A: Feedforward mapping from an input $\overrightarrow{y}$ to two neural units s₁ and s₂. The mapping is defined by two receptive fields with only positive entries. In this case, any strong activation of unit s₂ does not negatively effect unit s₁. For overlapping positive subfields, a stronger activation of s₂ will even result in a stronger activation of s₁ as well. B: Activations of neural units s₁ and s₂ according to a statistical model with non-negative generative fields (GFs). Both units compete to explain a presented input $\overrightarrow{y}$. A high probability for s₂ decreases the probability of s₁ and vica versa. This effect is known as “explaining away”, and it depends on the assumed model including the model for the combination of primitives, noise model, and prior.
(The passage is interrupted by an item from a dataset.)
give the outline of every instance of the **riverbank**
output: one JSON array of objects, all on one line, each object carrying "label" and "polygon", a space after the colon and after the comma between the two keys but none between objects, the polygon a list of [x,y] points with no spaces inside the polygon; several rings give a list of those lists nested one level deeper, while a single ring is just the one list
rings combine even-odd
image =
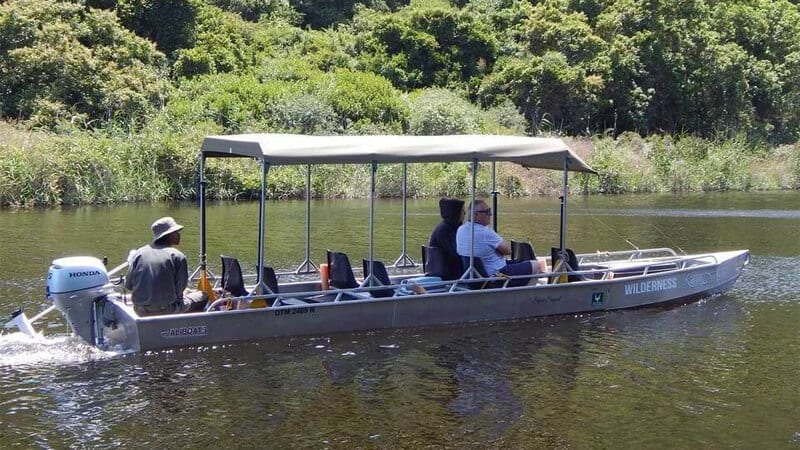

C: Illustration of an optimal feedforward mapping to approximate neural responses according to the statistical model in B. The stronger mutual suppression caused by explaining away is approximated by the introduction of inhibitory subfields. If the input is, e.g., now made stronger or less diffuse, then unit s₂ can increase while unit s₁ can simultaneously decrease, which is in accordance with probabilistic inference for a statistical model. D: Example of STRFs estimated from artificial data. The top row shows non-negative GFs. If the corresponding STRFs are now estimated using Eq 10, then negative subfields emerge (bottom row). For fields which do compete little with other fields (e.g., field three) the effect is the weakest. The strongest effects are observed for fields with large overlap (e.g. fields four and six). In general, explaining away effects increase with overcompleteness, i.e., with the number of GFs compared to input size. Color scales for all subfigures as in Fig 2A.